I remember even as a kid being confused about the Simpsons. It didn't look like my family's situation. It didn't even look like the life of any of the people I knew. They/we lived in houses without switchplates over the outlets. Houses they rent but didn't own, or rent-to-own houses with gotchas in the fine print they didn't understand.

The Simpsons also never went hungry. They had family meals. At my friends' houses we ate microwave potatoes with soda. My family went hungry 3 days at the end of each month.

1 comments

> They/we lived in houses without switchplates over the outlets

What's the significance of this? I think this is a nuance of American wiring that is lost on me, i'm afraid.

Yes American outlets are already more dangerous than European style; when the switch plates are missing there are exposed live contacts on the sides.

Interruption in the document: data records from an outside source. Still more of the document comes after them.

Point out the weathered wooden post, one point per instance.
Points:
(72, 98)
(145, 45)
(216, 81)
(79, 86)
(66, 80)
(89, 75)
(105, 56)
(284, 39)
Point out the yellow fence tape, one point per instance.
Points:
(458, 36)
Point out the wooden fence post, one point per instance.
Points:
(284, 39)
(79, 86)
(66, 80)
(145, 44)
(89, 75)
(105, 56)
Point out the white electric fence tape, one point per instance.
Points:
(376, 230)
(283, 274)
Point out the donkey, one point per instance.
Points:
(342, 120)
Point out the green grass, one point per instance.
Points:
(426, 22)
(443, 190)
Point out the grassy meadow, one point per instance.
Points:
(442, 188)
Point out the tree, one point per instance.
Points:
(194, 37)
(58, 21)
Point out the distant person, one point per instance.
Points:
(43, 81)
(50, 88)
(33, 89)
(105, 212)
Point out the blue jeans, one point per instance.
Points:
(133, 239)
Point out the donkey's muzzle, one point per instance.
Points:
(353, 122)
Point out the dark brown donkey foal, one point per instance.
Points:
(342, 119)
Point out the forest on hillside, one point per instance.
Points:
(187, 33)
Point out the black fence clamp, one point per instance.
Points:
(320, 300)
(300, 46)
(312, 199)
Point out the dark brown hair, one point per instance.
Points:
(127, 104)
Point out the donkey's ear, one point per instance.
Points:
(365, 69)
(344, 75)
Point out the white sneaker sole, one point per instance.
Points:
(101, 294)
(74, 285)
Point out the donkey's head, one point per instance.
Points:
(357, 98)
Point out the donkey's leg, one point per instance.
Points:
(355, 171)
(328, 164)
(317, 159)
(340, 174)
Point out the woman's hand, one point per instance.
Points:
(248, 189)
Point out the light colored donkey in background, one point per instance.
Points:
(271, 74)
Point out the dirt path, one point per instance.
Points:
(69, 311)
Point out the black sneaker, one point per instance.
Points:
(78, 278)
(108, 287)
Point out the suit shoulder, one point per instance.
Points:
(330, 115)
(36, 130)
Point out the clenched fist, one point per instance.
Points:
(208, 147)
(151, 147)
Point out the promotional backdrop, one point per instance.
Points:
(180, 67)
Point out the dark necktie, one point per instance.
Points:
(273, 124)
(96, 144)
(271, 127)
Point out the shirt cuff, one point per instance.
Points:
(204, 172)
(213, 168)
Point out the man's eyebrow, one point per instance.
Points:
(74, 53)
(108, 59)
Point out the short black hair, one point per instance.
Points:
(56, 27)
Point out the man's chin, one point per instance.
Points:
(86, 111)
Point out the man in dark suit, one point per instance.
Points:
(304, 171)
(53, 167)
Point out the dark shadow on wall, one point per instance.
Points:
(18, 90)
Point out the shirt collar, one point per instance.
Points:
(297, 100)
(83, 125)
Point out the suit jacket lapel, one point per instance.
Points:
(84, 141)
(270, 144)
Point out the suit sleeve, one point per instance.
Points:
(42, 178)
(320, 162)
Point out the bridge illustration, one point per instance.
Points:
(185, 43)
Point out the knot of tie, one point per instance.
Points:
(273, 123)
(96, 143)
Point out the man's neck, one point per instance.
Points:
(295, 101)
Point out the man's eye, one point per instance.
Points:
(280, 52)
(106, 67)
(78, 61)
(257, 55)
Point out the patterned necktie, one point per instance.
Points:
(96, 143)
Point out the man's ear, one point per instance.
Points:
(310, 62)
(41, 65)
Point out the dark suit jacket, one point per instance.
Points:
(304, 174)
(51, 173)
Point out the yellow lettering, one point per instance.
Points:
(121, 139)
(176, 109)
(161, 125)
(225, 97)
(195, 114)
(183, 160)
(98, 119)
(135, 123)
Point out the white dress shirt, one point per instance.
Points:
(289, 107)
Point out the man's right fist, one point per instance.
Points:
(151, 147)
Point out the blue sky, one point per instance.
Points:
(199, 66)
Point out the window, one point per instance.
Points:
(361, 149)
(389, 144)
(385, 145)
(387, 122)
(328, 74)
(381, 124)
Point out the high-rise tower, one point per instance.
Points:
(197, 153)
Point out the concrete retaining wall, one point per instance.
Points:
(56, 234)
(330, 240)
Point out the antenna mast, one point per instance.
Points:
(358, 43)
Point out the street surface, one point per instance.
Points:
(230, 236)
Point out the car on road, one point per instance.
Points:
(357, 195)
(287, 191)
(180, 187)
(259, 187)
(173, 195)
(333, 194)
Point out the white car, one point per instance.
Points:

I don't know why but it stood out to me how many houses (of friends) I saw where all the switchplates were gone. At some point maybe they're removed for painting/wallpaper, or they just break, and either through a lack of money or lack of motivation never get replaced.

Traditional outlets have the plates held on by just one screw. That screw runs through a piece of plastic that is just 0.4 inches (10 mm) wide. The screw pulls the whole plate against the wall, which probably sticks out a bit due to an uneven surface. That stress point, right at the screw, will break.
They're poor and their house is pretty shitty.